EXEC dbo.usp_LogEvt 'Here is a message', @@PROCID
  1. Create a log table in a convenient administration database. Mine is called _Admin but the name isn't important – if you already have one you can use that instead.

    USE _Admin
    GO
     
    IF OBJECT_ID('dbo.EventLog') IS NOT NULL
      DROP TABLE dbo.EventLog
     
    GO
     
    CREATE TABLE dbo.EventLog (
      EventId INT IDENTITY(1,1) PRIMARY KEY
    , EventTimestamp DATETIME NOT NULL DEFAULT GETDATE()
    , SourceDb VARCHAR(128) NOT NULL
    , SourceSpSchema VARCHAR(128)
    , SourceSpName VARCHAR(128)
    , [Message] VARCHAR(MAX) NOT NULL
    )
  2. Create an SP in the same database to write entries into the log

    USE _Admin
    GO
     
    IF OBJECT_ID('dbo.usp_MakeLogEntry') IS NOT NULL
      DROP PROCEDURE dbo.usp_MakeLogEntry
     
    GO
     
    CREATE PROCEDURE dbo.usp_MakeLogEntry (
      @srcDb VARCHAR(128)
    , @srcSpSchema VARCHAR(128)
    , @srcSpName VARCHAR(128)
    , @msg VARCHAR(MAX)
    )
    AS
    BEGIN
     
      INSERT INTO dbo.EventLog (
        SourceDb
      , SourceSpSchema
      , SourceSpName
      , [Message]
      ) VALUES (
        @srcDb
      , @srcSpSchema
      , @srcSpName
      , @msg 
      )
     
      RETURN SCOPE_IDENTITY()
     
    END
  3. usp_MakeLogEntry is not intended to be called directly – create this wrapper SP:

    IF OBJECT_ID('dbo.usp_LogEvt') IS NOT NULL
      DROP PROCEDURE dbo.usp_LogEvt
     
    GO
     
    CREATE PROCEDURE dbo.usp_LogEvt (
      @msg VARCHAR(MAX)
    , @objId INT = NULL
    )
    AS
    BEGIN
     
      DECLARE @dbName VARCHAR(128) = DB_NAME()
      DECLARE @schemaName VARCHAR(128) = OBJECT_SCHEMA_NAME(@objId)
      DECLARE @spName VARCHAR(128) = OBJECT_NAME(@objId)
     
      DECLARE @evtId INT 
     
      EXEC @evtId = _Admin.dbo.usp_MakeLogEntry
        @srcDb = @dbName
      , @srcSpSchema = @schemaName
      , @srcSpName = @spName
      , @msg = @msg
     
      RETURN @evtId
     
    END

    Note that:

    • You need a copy of usp_LogEvt in any database from which you want to write log entries. This is so that incoming object IDs (@objId) can be resolved correctly to database and object names.1)
    • The EXEC call inside usp_LogEvt is fully qualified, to make sure that you can call it from any database.
    • If your administration database isn't called _Admin, you'll need to change the EXEC call appropriately.
    • You might want to think about creating it in model so that it is automatically added to every new database.

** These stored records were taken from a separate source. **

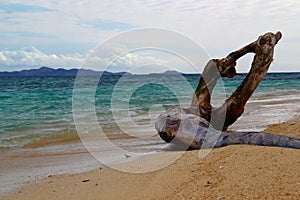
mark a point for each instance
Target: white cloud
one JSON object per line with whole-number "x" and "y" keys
{"x": 32, "y": 57}
{"x": 219, "y": 26}
{"x": 117, "y": 59}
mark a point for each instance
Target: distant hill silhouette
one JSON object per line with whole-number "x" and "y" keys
{"x": 49, "y": 72}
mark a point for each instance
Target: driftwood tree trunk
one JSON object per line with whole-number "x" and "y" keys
{"x": 197, "y": 126}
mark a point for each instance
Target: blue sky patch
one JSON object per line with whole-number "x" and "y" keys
{"x": 12, "y": 8}
{"x": 110, "y": 25}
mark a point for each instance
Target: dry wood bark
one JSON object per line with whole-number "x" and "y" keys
{"x": 193, "y": 124}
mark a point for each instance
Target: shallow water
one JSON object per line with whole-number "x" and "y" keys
{"x": 37, "y": 117}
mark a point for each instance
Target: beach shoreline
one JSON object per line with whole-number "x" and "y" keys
{"x": 233, "y": 172}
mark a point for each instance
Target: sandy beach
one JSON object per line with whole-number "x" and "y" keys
{"x": 233, "y": 172}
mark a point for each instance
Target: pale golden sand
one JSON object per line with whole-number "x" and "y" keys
{"x": 234, "y": 172}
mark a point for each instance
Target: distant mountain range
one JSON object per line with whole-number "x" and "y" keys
{"x": 49, "y": 72}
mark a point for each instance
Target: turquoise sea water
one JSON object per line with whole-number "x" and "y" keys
{"x": 38, "y": 132}
{"x": 36, "y": 109}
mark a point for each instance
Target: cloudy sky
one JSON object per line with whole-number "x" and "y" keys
{"x": 62, "y": 33}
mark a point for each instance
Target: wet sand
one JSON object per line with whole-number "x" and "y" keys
{"x": 233, "y": 172}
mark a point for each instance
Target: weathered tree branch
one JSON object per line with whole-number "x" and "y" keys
{"x": 199, "y": 123}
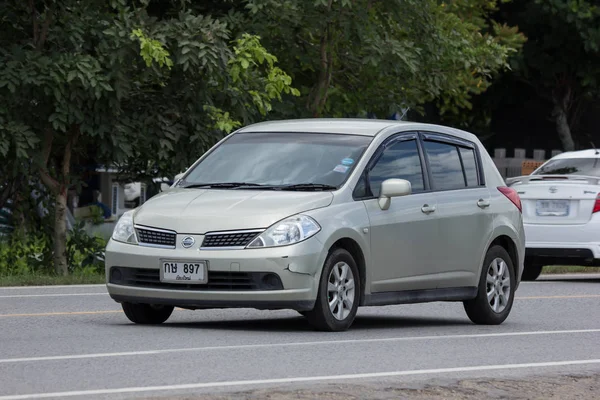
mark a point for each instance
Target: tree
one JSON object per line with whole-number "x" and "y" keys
{"x": 124, "y": 84}
{"x": 351, "y": 58}
{"x": 561, "y": 60}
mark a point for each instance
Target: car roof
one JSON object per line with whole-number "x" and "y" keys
{"x": 590, "y": 153}
{"x": 346, "y": 126}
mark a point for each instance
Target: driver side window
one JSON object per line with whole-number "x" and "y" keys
{"x": 400, "y": 160}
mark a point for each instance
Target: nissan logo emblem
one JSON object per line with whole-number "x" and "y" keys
{"x": 188, "y": 242}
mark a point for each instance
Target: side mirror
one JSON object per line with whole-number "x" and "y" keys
{"x": 393, "y": 188}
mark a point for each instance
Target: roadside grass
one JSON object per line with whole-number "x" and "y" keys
{"x": 49, "y": 279}
{"x": 569, "y": 269}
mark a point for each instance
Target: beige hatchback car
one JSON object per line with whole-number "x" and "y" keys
{"x": 323, "y": 216}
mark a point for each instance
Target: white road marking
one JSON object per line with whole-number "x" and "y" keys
{"x": 53, "y": 295}
{"x": 372, "y": 375}
{"x": 52, "y": 286}
{"x": 291, "y": 344}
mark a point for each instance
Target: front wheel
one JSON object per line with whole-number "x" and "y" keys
{"x": 339, "y": 294}
{"x": 147, "y": 314}
{"x": 496, "y": 289}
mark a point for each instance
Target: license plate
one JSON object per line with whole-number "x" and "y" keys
{"x": 552, "y": 208}
{"x": 187, "y": 272}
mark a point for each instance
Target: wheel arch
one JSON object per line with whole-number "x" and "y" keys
{"x": 508, "y": 244}
{"x": 352, "y": 247}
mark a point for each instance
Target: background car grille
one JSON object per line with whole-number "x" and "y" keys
{"x": 234, "y": 239}
{"x": 160, "y": 238}
{"x": 217, "y": 280}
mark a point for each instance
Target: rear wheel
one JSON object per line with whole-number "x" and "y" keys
{"x": 531, "y": 272}
{"x": 496, "y": 289}
{"x": 339, "y": 294}
{"x": 147, "y": 314}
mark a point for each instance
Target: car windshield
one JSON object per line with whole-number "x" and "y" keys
{"x": 571, "y": 166}
{"x": 280, "y": 159}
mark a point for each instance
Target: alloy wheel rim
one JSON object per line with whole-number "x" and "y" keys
{"x": 341, "y": 291}
{"x": 498, "y": 285}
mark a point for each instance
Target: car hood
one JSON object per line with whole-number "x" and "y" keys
{"x": 197, "y": 211}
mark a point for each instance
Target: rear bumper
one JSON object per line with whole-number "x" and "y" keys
{"x": 564, "y": 243}
{"x": 561, "y": 256}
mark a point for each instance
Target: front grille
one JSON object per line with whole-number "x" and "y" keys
{"x": 217, "y": 280}
{"x": 156, "y": 237}
{"x": 233, "y": 239}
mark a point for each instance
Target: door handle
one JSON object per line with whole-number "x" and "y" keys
{"x": 427, "y": 209}
{"x": 483, "y": 203}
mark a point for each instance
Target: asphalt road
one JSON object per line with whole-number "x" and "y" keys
{"x": 57, "y": 342}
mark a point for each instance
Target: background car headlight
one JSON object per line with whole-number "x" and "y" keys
{"x": 124, "y": 231}
{"x": 289, "y": 231}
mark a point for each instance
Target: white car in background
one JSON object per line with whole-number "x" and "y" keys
{"x": 561, "y": 212}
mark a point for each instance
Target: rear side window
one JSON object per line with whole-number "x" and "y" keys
{"x": 400, "y": 160}
{"x": 445, "y": 166}
{"x": 469, "y": 165}
{"x": 571, "y": 166}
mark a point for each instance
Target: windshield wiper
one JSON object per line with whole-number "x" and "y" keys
{"x": 307, "y": 186}
{"x": 221, "y": 185}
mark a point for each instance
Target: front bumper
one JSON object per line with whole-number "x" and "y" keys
{"x": 297, "y": 266}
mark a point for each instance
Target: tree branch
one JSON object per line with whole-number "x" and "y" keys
{"x": 33, "y": 12}
{"x": 51, "y": 183}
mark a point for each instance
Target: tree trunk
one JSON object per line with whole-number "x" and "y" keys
{"x": 60, "y": 233}
{"x": 60, "y": 189}
{"x": 326, "y": 58}
{"x": 562, "y": 127}
{"x": 562, "y": 97}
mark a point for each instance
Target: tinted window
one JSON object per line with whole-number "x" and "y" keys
{"x": 272, "y": 158}
{"x": 444, "y": 162}
{"x": 470, "y": 166}
{"x": 571, "y": 166}
{"x": 399, "y": 161}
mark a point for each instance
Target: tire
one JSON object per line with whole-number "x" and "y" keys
{"x": 147, "y": 314}
{"x": 494, "y": 311}
{"x": 531, "y": 272}
{"x": 345, "y": 286}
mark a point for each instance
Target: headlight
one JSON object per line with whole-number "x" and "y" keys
{"x": 124, "y": 231}
{"x": 289, "y": 231}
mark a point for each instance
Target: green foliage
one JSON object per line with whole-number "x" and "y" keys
{"x": 31, "y": 253}
{"x": 84, "y": 252}
{"x": 560, "y": 62}
{"x": 23, "y": 254}
{"x": 351, "y": 58}
{"x": 152, "y": 50}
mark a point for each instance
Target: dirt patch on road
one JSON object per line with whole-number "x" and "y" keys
{"x": 559, "y": 387}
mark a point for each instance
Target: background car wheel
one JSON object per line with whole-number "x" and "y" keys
{"x": 531, "y": 272}
{"x": 339, "y": 294}
{"x": 496, "y": 289}
{"x": 147, "y": 313}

The log entry ID is returned from the call to usp_LogEvt. You don't need to use it at all, but if it is of interest you can do something like:

DECLARE @evtId INT
EXEC @evtId = dbo.usp_LogEvt 'Here is a message', @@PROCID
PRINT @evtId  -- this is the logged message's EventId

1)
For the same reason, don't ever write EXEC DbName.dbo.usp_LogEvt – you want to ensure that you call the local version or your log entries will become meaningless!